5-8 National Standards

Understand Science as a human endeavor

  • Women and men of various social and ethnic backgrounds engage in the activities of science, engineering, and related fields such as the health professions. Some scientists work in teams and some work alone, but all communicate extensively with others.
  • Science requires different abilities, depending on such factors as the field of study and type of inquiry. Science is very much a human endeavor, and the work of science relies on basic human qualities, such as reasoning, insight, energy, skill, and creativity- as well as on the scientific habits of mind, such as tolerance of ambiguity, skepticism, and openness to new ideas.

Nature of Science

  • Scientists formulate and test their explanations of nature using observation, experiments, and theoretical and mathmatical models.
  • In areas where active research is being pursued and in which there is not a great deal of experimental or observational evidence and understanding, it is normal for scientist to differ with one another about the interpretation of evidence or theory being considered.
  • Evaluation of scientific inquiry includes reviewing the experimental procedures, examining the evidence, identifying faulty reasoning, pointing out statements that go beyond the evidence, and suggesting alternative explanations for the same observation.

History of Science

  • Studying some of the individuals that have contributed to science provides further understanding of scientific inquiry, science as a human endeavor, the nature of science, and the relationship between science and society.
  • In a historical perspective, science has been practised by different individuals in different cultures.
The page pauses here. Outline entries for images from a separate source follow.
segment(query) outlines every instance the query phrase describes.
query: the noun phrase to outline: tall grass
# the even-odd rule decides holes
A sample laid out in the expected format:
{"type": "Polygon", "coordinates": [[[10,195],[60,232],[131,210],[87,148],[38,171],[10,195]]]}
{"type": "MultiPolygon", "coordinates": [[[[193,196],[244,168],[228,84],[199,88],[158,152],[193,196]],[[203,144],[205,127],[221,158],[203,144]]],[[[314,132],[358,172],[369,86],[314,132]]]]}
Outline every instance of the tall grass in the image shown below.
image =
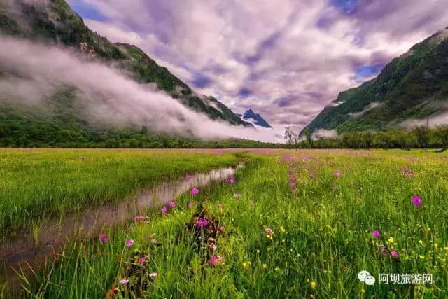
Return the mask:
{"type": "Polygon", "coordinates": [[[188,150],[1,149],[0,231],[13,234],[33,221],[122,199],[186,172],[238,160],[188,150]]]}
{"type": "Polygon", "coordinates": [[[114,286],[120,290],[115,298],[448,295],[446,155],[286,153],[257,155],[258,162],[239,172],[235,184],[183,195],[166,214],[153,208],[149,221],[105,232],[108,243],[72,244],[29,288],[38,297],[65,298],[102,298],[114,286]],[[414,195],[421,197],[421,207],[413,204],[414,195]],[[186,225],[200,204],[223,227],[214,253],[200,249],[186,225]],[[130,239],[135,243],[126,247],[130,239]],[[222,262],[211,265],[211,255],[222,262]],[[136,263],[143,256],[144,264],[136,263]],[[377,279],[380,273],[430,273],[433,283],[368,286],[358,279],[360,270],[377,279]],[[120,279],[130,282],[120,286],[120,279]]]}

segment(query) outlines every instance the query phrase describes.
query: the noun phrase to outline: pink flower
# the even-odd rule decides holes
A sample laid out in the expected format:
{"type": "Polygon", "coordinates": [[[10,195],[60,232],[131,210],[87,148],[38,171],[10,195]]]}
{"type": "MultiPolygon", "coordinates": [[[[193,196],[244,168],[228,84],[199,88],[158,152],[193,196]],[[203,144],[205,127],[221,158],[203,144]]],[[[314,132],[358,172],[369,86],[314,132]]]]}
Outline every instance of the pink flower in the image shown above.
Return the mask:
{"type": "Polygon", "coordinates": [[[142,221],[144,220],[149,220],[149,216],[136,216],[135,217],[134,217],[134,220],[139,222],[139,221],[142,221]]]}
{"type": "Polygon", "coordinates": [[[103,243],[107,243],[109,242],[109,237],[106,235],[100,235],[99,239],[102,240],[103,243]]]}
{"type": "Polygon", "coordinates": [[[218,264],[223,261],[223,257],[219,256],[213,256],[210,258],[210,260],[209,260],[209,263],[210,265],[218,264]]]}
{"type": "Polygon", "coordinates": [[[412,196],[412,202],[414,203],[414,206],[420,207],[423,203],[423,201],[419,195],[414,195],[412,196]]]}
{"type": "Polygon", "coordinates": [[[201,219],[201,218],[197,219],[197,227],[200,229],[205,228],[208,225],[209,225],[209,221],[206,220],[205,218],[204,219],[201,219]]]}
{"type": "Polygon", "coordinates": [[[211,250],[212,251],[214,251],[215,250],[218,249],[218,246],[214,244],[211,244],[210,245],[209,245],[209,247],[210,248],[210,250],[211,250]]]}

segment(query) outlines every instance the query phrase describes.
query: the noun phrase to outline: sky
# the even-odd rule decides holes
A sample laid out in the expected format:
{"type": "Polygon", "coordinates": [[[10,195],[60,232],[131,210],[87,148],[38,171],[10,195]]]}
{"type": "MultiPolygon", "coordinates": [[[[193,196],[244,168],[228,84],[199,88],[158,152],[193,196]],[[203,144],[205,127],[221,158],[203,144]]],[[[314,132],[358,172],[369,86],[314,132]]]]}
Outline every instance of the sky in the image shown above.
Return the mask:
{"type": "Polygon", "coordinates": [[[446,0],[70,0],[198,93],[300,130],[340,92],[448,26],[446,0]]]}

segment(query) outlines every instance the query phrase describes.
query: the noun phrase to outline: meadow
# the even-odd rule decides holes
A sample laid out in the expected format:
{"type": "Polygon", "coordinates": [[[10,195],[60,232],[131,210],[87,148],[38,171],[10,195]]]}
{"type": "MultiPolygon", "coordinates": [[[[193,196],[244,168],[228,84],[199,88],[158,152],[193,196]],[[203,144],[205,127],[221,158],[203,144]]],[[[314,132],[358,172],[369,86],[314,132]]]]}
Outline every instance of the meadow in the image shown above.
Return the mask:
{"type": "Polygon", "coordinates": [[[0,241],[46,218],[240,160],[213,151],[1,149],[0,241]]]}
{"type": "MultiPolygon", "coordinates": [[[[66,153],[58,155],[80,162],[78,151],[66,153]]],[[[115,167],[130,155],[106,153],[115,167]]],[[[416,150],[239,155],[246,167],[234,177],[148,208],[128,225],[105,230],[94,239],[67,244],[55,260],[24,277],[24,293],[64,298],[448,295],[448,155],[416,150]],[[360,282],[361,270],[376,282],[360,282]],[[411,283],[380,283],[380,274],[409,274],[411,283]],[[416,278],[424,274],[432,274],[431,284],[416,278]]],[[[225,163],[237,159],[225,151],[212,156],[228,159],[225,163]]]]}

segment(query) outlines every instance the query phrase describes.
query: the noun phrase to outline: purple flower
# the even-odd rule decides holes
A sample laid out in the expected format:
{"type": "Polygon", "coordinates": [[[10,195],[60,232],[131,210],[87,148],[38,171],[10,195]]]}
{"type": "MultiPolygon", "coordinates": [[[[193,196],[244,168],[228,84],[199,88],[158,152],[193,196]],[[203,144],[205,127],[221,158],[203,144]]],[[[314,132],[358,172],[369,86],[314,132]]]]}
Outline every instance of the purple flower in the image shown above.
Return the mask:
{"type": "Polygon", "coordinates": [[[204,219],[199,218],[197,219],[197,227],[201,229],[205,228],[209,225],[209,221],[205,218],[204,219]]]}
{"type": "Polygon", "coordinates": [[[210,260],[209,260],[209,263],[210,265],[215,265],[220,263],[222,260],[223,260],[223,257],[219,256],[213,256],[211,258],[210,258],[210,260]]]}
{"type": "Polygon", "coordinates": [[[106,235],[100,235],[99,239],[102,240],[103,243],[107,243],[109,242],[109,237],[106,235]]]}
{"type": "Polygon", "coordinates": [[[141,221],[144,220],[149,220],[149,216],[136,216],[135,217],[134,217],[134,220],[139,222],[139,221],[141,221]]]}
{"type": "Polygon", "coordinates": [[[419,195],[414,195],[412,196],[412,202],[414,203],[414,206],[420,207],[423,203],[423,201],[419,195]]]}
Scientists and engineers of high achievement are considered to be amoung the most valued contributors to their culture.
  • Tracing the history of science can show how difficult it was for scientific innovators to break through accepted ideas of their time to reach the conclusions that we currently take for granted.
Standard Number:0

Kindergarden

The Student:

SCIENTIFIC INQUIRY

1. Explains why questions were raised.

SCIENTIFIC KNOWLEDGE

1. Shows and example of a valid reason.

Grade 1

The Student:

SCIENTIFIC INQUIRY

1. Identifies and describes the skills of asking questions and comparing the answers.

2. Explains why scientist use tools in their work.

SCIENTIFIC KNOWLEDGE

1. Tells about their reasons.

Grade 2

The Student:

SCIENTIFIC INQUIRY

1. Identifies and describes the skills of inquiry asking questions, and comparing the answers with what is already known.

2. Gives examples where scientist use tools to increase their ability to observe, measure, and compare things more accurately.

SCIENTIFIC KNOWLEDGE

1. Describes how they think their ideas are reasonable.

Grade 3

The Student:

SCIENTIFIC INQUIRY

1. Identifies and describes the skills of inquiry including asking questions, doing a scientific investigation and comparing the answers with what is already known.

2. Gives examples where scientist used technology (tools) to increase their ability to observe, measure, and compare things more accurately.

SCIENTIFIC KNOWLEDGE

1. Describes how scientists prove(demonstrate) that the conclusions from their investigations are valid (reasonable).

Grade 4

The Student:

1. Identifies and describes the skills of inquiry including asking questions, and doing a scientific investigation.

2. Gives examples where scientist used technology (tools, equipment, and associated techniques, e.g. balances, hand lens, telescopes) to increase their ability to observe, measure, and compare things more accurately.

SCIENTIFIC KNOWLEDGE

1. Describes how scientists prove(shows or demonstrates) that the conclusions are valid (well-grounded).

Grade 5

The Student:

1. Identifies and describes the skills of inquiry including asking questions, and doing a scientific investigation, and comparing answers to what is already known.

2. Gives examples where scientist used technology (tools, equipment, and associated techniques, e.g. balances, hand lens, telescopes) to increase their ability to observe, measure, and compare things more accurately.

SCIENTIFIC KNOWLEDGE

1. Describes how scientists prove(shows or demonstrates) that the conclusions are valid (well-grounded).